We have previously described in vitro results of the prospective combination testing service, as well as clinical outcomes of patients who received in vitro combination testing guided therapy [69]. From 2009 to 2015, a total of 50 patients received in vitro combination testing guided therapy. The most common GNB sent for combination testing was P. aeruginosa, followed by A. baumannii and K. pneumoniae. No combination was universally effective against each GNB species in vitro, emphasizing the strain-specific nature of the effective combinations. Interestingly, combinations that were bactericidal in vitro appeared to be related to the underlying mechanisms of resistance. High rates of clinical resolution (83%) and relatively low 30-day in-hospital mortality rates (14%) were observed. Based on the results of this preliminary study, it appears that until alternative strategies are to effectively treat drug-resistant GNB infections, the use of antibiotic combinations, guided by in vitro combination testing, is a feasible option in our local setting. However, further clinical studies will be required to fully evaluate the utility of this service.
5. Conclusions
Antimicrobial resistance is a global public threat that requires a concerted effort from all stakeholders. Owing to our geographical location, the local molecular epidemiology is highly diverse. Unlike countries in the Americas and Europe, where a predominant clonal or resistance type is observed, this diversity presents complexities in infection control and management strategies. The high carbapenemase occurrence rates underscore the critical need for an effective, timely surveillance program to limit the spread. Surveillance, together with optimizing the use of currently available antibiotics through antimicrobial stewardship must be continued as part of the containment efforts. However, we need to identify more rapid, low-cost, and accurate methods suitable for carbapenemase detection in our ESBL-endemic setting.

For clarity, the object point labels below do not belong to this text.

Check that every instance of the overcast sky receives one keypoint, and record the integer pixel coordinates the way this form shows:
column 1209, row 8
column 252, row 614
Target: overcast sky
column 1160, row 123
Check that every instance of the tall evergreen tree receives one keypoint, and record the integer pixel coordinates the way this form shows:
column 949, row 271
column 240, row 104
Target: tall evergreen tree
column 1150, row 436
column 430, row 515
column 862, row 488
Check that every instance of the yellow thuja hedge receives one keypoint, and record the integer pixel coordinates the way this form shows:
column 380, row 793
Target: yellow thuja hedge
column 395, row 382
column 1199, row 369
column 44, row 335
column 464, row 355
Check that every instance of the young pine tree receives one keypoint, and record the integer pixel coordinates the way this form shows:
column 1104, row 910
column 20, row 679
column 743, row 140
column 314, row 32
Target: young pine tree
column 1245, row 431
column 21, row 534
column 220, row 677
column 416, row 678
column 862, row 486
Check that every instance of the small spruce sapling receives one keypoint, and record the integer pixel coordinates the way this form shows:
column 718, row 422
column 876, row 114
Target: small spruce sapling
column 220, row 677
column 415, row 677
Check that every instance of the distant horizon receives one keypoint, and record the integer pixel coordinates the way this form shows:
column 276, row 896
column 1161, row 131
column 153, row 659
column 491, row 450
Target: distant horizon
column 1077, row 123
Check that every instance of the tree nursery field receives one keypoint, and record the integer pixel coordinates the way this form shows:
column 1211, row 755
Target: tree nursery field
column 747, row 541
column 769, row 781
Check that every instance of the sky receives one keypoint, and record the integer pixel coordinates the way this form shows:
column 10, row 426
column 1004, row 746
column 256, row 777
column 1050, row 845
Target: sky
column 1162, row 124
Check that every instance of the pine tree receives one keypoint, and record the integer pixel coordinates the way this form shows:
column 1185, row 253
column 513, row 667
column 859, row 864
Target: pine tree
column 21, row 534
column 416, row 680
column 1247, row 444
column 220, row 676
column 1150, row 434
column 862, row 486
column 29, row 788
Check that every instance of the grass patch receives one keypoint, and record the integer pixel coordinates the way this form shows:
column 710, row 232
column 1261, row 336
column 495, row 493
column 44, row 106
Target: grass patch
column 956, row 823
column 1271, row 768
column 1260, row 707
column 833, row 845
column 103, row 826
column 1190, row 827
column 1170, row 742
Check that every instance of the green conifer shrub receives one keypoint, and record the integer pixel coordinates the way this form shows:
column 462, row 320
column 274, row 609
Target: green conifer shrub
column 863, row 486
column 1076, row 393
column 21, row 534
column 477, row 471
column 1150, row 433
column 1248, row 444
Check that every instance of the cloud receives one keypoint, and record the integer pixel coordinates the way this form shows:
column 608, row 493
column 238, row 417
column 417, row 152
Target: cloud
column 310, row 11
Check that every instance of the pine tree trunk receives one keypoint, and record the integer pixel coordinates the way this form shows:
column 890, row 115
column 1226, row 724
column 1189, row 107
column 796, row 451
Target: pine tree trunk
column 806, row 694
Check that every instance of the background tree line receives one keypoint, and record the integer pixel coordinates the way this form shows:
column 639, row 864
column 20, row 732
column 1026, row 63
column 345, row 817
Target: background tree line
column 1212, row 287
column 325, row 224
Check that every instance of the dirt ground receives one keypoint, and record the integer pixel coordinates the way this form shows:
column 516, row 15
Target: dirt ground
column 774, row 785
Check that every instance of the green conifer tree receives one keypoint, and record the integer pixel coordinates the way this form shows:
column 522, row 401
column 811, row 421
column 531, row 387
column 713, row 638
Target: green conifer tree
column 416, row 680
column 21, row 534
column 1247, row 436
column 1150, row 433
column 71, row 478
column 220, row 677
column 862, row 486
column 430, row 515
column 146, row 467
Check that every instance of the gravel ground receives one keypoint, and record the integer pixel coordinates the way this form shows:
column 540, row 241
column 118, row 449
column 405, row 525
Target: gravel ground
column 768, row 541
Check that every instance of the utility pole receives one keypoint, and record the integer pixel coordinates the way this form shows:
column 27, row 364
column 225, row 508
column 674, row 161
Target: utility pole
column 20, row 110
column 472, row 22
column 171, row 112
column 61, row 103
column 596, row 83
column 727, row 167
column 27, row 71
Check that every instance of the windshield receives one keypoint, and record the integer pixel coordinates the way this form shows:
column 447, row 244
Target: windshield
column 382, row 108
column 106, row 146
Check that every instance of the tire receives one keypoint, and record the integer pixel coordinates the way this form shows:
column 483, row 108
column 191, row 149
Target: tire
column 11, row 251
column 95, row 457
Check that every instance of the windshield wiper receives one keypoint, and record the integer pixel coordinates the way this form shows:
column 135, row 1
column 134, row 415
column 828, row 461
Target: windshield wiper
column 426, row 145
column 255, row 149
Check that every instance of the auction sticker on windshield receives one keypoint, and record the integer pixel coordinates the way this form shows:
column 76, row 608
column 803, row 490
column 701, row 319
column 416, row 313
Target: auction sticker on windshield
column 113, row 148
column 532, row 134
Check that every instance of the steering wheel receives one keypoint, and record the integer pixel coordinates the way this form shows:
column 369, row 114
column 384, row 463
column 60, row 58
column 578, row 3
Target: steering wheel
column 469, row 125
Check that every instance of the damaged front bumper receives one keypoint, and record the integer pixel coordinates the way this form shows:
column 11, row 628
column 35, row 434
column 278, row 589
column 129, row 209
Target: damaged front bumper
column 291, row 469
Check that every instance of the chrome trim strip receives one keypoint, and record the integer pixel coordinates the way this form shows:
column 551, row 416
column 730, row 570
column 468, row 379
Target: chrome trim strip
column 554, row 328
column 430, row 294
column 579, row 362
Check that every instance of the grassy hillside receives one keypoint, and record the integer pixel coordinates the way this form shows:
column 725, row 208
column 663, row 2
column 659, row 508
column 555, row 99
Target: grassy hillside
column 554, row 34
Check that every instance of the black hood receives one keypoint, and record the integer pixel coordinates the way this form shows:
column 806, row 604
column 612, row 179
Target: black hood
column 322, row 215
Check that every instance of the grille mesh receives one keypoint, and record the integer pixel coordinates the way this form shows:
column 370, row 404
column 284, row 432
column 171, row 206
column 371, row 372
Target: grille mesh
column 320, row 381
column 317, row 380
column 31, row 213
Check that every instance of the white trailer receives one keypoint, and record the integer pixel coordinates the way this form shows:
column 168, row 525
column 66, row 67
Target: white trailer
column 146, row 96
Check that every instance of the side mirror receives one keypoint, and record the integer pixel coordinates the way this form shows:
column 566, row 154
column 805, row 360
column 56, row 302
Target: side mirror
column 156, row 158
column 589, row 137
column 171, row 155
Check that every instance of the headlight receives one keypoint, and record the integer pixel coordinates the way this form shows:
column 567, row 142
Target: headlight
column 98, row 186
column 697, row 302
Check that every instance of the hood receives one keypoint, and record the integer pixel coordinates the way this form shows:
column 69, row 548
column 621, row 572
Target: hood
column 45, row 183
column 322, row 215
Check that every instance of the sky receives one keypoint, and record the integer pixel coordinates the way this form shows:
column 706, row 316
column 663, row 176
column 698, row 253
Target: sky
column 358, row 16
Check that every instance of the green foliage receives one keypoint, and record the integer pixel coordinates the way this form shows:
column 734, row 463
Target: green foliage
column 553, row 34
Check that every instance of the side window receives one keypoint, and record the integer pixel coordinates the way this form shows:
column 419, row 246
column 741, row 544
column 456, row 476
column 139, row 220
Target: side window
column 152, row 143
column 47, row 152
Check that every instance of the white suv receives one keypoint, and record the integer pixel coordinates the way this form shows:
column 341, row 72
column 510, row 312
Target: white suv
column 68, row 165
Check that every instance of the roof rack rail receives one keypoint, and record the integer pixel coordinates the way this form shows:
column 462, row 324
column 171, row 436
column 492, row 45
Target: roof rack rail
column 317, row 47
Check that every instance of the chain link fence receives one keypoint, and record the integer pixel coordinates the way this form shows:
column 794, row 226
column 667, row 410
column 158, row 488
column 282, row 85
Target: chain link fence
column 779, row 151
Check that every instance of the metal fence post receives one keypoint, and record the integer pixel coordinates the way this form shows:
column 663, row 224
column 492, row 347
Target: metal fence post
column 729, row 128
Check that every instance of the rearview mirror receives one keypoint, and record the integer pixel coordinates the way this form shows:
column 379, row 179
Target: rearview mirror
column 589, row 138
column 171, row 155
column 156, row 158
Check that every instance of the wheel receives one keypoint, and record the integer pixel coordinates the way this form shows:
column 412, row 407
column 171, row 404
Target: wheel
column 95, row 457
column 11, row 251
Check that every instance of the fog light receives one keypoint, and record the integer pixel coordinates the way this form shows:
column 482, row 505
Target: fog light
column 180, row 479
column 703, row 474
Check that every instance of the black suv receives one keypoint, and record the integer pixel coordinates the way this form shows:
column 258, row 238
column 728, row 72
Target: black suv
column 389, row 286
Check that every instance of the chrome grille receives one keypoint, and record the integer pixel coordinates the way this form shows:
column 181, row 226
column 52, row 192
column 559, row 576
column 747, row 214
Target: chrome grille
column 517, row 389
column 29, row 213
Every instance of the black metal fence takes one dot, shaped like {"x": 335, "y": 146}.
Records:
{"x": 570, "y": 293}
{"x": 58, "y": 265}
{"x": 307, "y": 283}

Unique strategies, which take into consideration the diversity in molecular epidemiology, such as strain-specific in vitro combination testin, as a means to devise appropriate therapeutic options in a clinically-relevant manner for XDR-GNB infections, should be explored further.
Acknowledgments
Tse Hsien Koh, Department of Pathology, Singapore General Hospital; Maciej Piotr Chlebicki, Department of Infectious Diseases, Singapore General Hospital; Daniel Ming Ming Tay, Office for Service Transformation, Singapore General Hospital.
Author Contributions
Jocelyn Teo, Yiying Cai and Tze-Peng Lim wrote and reviewed the manuscript. Thuan Tong Tan provided technical input and reviewed the manuscript. Andrea Kwa conceived the structure and reviewed the manuscript.
Conflicts of Interest
The authors declare no conflict of interest.